Requirements for federal student loans include:
- completion of the Free Application for Federal Student Aid (FAFSA), which includes proof of family income
- U.S. citizenship or eligible noncitizenship (for instance, someone with a permanent resident card, who was granted asylum or who is a refugee)
- acceptance into a degree program
- proof of financial need (only required for subsidized federal loans)
Requirements for private student loans can vary depending on the lender. These may include:
- completion of lender’s loan application
- credit history (or a co-signer if your credit history isn’t good)
- enrollment (at least part-time) in a degree program
- U.S. citizenship or permanent resident status
Getting a Good Rate
Increase your chances of getting approved for a good rate on a private student loan with these tips:
- Establish and maintain a good credit history: Lenders like to see a history of on-time payments. You’re more likely to get a loan with a low interest rate when your credit record indicates that you’re good at managing money.
- Shop around: Spend time talking to lenders, researching loan options and comparing your available options. Your credit union or bank is a good starting point because you already have an established track record of doing business together. In addition, many colleges provide a list of lenders they consider to have a good track record of offering competitive rates and providing good customer service.

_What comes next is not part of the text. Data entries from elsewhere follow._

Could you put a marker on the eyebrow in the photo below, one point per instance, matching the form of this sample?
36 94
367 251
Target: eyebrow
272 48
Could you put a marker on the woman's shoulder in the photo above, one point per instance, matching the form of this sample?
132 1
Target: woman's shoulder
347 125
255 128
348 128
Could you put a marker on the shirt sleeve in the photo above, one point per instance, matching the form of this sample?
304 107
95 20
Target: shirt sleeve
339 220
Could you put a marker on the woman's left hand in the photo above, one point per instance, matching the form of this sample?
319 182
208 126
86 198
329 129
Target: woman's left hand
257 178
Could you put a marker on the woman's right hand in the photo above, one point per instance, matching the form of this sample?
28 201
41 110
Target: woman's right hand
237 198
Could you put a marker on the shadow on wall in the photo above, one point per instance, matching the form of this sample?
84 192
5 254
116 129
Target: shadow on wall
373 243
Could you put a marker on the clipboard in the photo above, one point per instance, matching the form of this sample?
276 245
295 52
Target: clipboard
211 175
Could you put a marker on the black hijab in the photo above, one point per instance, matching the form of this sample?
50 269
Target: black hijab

- Consider a co-signer: Co-signers sign for the loan with you, which means they’re equally responsible for ensuring timely and complete repayment. Lenders tend to look favorably at co-signed loans because one borrower usually has a more established credit history.
If you don’t qualify for a private student loan on your own because of your age, income or credit history, you may need someone to co-sign for the loan with you. A co-signer vouches that you’ll pay off the debt as promised and takes on equal responsibility for the loan repayment. In other words, if you fail to make your loan payments, your co-signer is legally obligated to do so. A late or missed payment will negatively affect your credit score, as well as your co-signer’s score. Having a co-signer may help to secure a lower interest rate and loan approval.
Choose someone who meets the lender’s criteria and has a history of good credit. While this person is typically a family member, other qualifying non-relatives may serve as co-signers, too.